It doesn’t seem to matter what you do in life, you’ll always second guess yourself. Maybe you should have stuck with something longer. Or quit something earlier. Maybe you should have taken that job at that place. Or gone to graduate school.

Looking back on life, it’s usually easy to see how you got where you are. It has been a straight line, after all. Even if it didn’t seem it at the time. But when you reached those forks in the road, you had to pick a direction. And you wonder if you picked correctly.

The Republican Party now finds itself at just such a fork.

The “conservative” or “tea party” wing of the party believes that they lost the presidential election because their candidate, Mitt Romney, wasn’t conservative enough. This, they feel, caused “the base” to be reluctant to turn out to vote, which, in turn hurt other Republican candidates and causes.

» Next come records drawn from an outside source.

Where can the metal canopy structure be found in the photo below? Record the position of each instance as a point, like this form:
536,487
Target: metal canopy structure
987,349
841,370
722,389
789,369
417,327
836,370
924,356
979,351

The more moderate (or liberal, if you will) side of the Republican Party believes that it’s actually those uber-conservative ideals which hurt them in this election cycle. Many have said that they feel they have been painted with a very wide brush that makes them look as though they’re uncompromising and hard to get along with.

So you have two sides of a political coin, if you will. And it’s currently in the air waiting to come down heads or tails.

My personal belief is that the tea party wing of the party overplayed their hand and got hurt because of it. When you give ultimatums as they have made a habit of doing, you have only two options: everything goes your way or nothing does. They had gotten used to getting what they wanted and have no idea how to handle the current situation where they may very well get nothing.

That would be all well and good if they learned that lesson. But they seem to feel — as evident from Grover Norquist’s appearance on “Meet the Press” this past weekend — that the problem wasn’t their unwillingness to budge. The problem was that they weren’t strong enough.

Norquist predicted that there will be a huge resurgence of the tea party in 2014 if the president takes us over “the fiscal cliff.” He’s calling for the GOP to stand firm and refuse to cave to the White House’s demands for tax increases as part of a budget compromise.

I’m not sure if Norquist is bluffing or if he really believes that, but I think the GOP has painted itself into a corner and missed the memo that the nation as a whole took a left turn at the last election.

Of course, only time will tell. And when we look back on it, it will all make sense. Hindsight is 20-20, of course.

Scott Leffler can not see the future. This column is intended as entertainment only. All rights reserved. And other legal mumbo jumbo. Call your doctor if you feel more columns are right for you. And be sure to follow Scott on Twitter @scottleffler — as long as your doctor says it’s OK.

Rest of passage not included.